There are about 4 songs – 3 after the start of the movie. The songs are not bad but this is not the plus point of the music director. It is the background music – especially the haunting violin at key points of the movie.
Towards the end and after Krupa is deeply involved with the kidnappers, there would be kidnapping of the IGP’s daughters. As the special police team force is listening to the demands of the kidnappers, none had noticed Sathya in the background with his hands on his mouth and crying in disbelief. He recognised the kidnapper’s voice as his best friend’s voice. There and then, Sundar C decides to play the violin. Immediately the whole feeling of the scene gets amplified and the viewers are brought down to Sathya’s level – in shock to know that his best friend had gone off to wrong ways.
Anjathey has been called as truly one of the master pieces of Tamil cinema in recent years.

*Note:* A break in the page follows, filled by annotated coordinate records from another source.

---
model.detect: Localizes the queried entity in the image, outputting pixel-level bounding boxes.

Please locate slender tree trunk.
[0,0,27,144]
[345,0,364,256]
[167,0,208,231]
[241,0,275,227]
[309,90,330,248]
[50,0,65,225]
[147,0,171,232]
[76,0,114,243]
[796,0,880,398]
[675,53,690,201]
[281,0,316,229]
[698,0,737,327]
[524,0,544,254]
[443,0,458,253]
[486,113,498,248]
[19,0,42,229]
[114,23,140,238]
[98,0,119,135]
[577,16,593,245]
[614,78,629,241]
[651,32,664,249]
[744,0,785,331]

After seeing the movie, I was speechless – a rare moment when everything falls in well – direction, storyline, music, acting and fight scenes. There are “near misses” in the storyline (such as Sathya not arresting the wounded masked men when he had the chance) but it could have been intentionally kept as such by the director. Although there is a “cop-bad guy” story in there, Anjathey is more focussed on the 2 friends – how their path in life took an unexpected turn and how it is ended. Mssykin in an interview mentioned that he did many experiments when doing the movie – experiments that certainly paid off well. Fresh faces for the characters, a strong storyline gave a well made movie – a rarity for Tamil movies in the past. On the watch out for more Mysskin classics in the near future.